According to Joan Rosenhauer, special projects coordinator at the U.S. Catholic Conference’s Department of Social Development and World Peace, it’s this component that makes the program a valuable response to the bishops’ call to share Catholic social teaching. “Most schools do a very good job involving students in direct service activities -- providing clothing, food, all those responses to immediate needs,” she said. “What happens less often in efforts by school and religious education programs is getting kids involved in shaping public policy.”

The three sixth-grade classes at St. Thomas More focused their attention on raising the federal minimum wage. Before their planned visits to the local offices of their U.S. Senate and House representatives, they made presentations during all Masses the weekend of Feb. 18. “Raising the minimum wage can help the poor get a better life,” St. Thomas More student Katie Kellerman, 12, told NCR.

The question has been raised, Turner said, about “how much is sinking in, and how much the kids are just parroting.” However, he said, “they’re 12 years old. All teaching at this age, a lot of it is parroting. It’s whatever a 12-year-old can absorb.”

Pointing to the questions St. Patrick’s students had prepared for the Missouri state legislators, Turner said, “Some kids are really sharp. They get it.”

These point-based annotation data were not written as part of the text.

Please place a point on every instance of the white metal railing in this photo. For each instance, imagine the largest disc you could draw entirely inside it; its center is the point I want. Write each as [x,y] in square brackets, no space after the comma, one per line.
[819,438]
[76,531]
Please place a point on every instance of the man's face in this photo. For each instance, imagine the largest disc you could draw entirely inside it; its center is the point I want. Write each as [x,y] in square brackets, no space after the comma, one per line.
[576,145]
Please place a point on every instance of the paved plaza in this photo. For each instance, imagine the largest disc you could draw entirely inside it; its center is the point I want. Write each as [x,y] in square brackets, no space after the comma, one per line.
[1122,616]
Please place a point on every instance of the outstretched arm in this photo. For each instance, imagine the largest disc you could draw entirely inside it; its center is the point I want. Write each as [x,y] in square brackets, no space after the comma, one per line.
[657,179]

Turner has been working with the U.S. Catholic Conference’s Department of Social Development and World Peace to disseminate the program in other cities. He and Haney plan to speak about it at the department’s Feb. 25-28 Social Ministry Gathering in Washington and at the National Catholic Education Association meeting in Milwaukee April 17-20. They also plan to develop a streamlined version of the program for use in parish religion classes for public school students.

“Most teachers are very anxious to share the Catholic social mission, but they don’t have much time,” Rosenhauer said. “This makes it so easy for them. They don’t have to create lessons, develop all the ideas. It’s all there.”

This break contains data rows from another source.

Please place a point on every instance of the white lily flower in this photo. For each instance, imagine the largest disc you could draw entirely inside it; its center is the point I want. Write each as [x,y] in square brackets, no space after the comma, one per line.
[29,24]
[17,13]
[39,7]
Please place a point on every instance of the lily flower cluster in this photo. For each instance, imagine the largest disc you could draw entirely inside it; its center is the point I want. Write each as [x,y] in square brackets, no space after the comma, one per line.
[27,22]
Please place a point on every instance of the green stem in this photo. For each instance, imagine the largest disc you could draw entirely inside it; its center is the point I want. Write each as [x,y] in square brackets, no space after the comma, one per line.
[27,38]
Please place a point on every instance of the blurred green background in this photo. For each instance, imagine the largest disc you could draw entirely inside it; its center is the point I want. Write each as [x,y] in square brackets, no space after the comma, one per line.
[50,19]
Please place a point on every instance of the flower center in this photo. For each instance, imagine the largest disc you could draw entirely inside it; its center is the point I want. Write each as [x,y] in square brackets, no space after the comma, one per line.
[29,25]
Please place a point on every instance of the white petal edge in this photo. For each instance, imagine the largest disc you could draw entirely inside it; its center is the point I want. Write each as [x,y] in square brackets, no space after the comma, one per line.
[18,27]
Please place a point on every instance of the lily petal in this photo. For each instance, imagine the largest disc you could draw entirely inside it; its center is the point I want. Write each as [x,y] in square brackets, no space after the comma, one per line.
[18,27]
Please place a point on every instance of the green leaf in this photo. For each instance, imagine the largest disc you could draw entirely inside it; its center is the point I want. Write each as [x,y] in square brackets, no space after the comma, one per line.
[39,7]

As St. Patrick’s students reflected on their experience in Jefferson City, Turner noted how often the word fun came up. Recalling how students had played ball on the lawn of the capitol building after lobbying and before Mass, he said, “They intuit the balance you need. It doesn’t have to be all work. They made it a fun thing to help others.”

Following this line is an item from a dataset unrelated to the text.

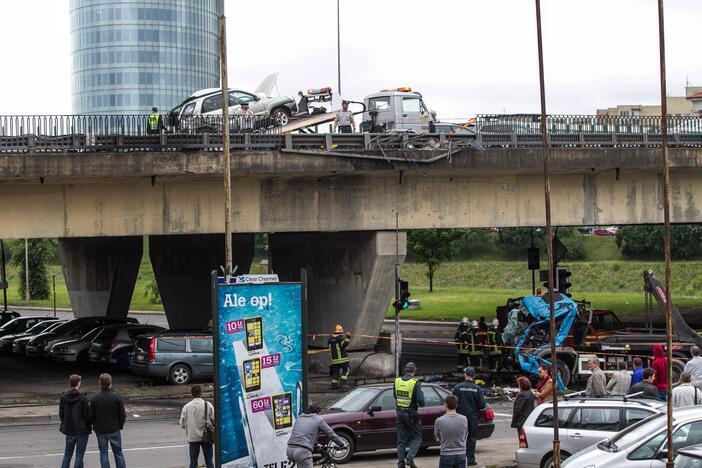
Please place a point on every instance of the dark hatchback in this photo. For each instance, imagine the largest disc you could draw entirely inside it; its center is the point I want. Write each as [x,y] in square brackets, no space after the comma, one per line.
[366,418]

In the written evaluations turned in by St. Patrick’s sixth and seventh graders, one student summed up what the program had taught: “I have learned that all people need to live a decent life, and if you help other people to live a decent life, you are like Jesus in their eyes. Also, God made everyone equal. So if we are all equal, why are there poor people still? There are poor people still because not everyone is listening to God, and we should help them hear.”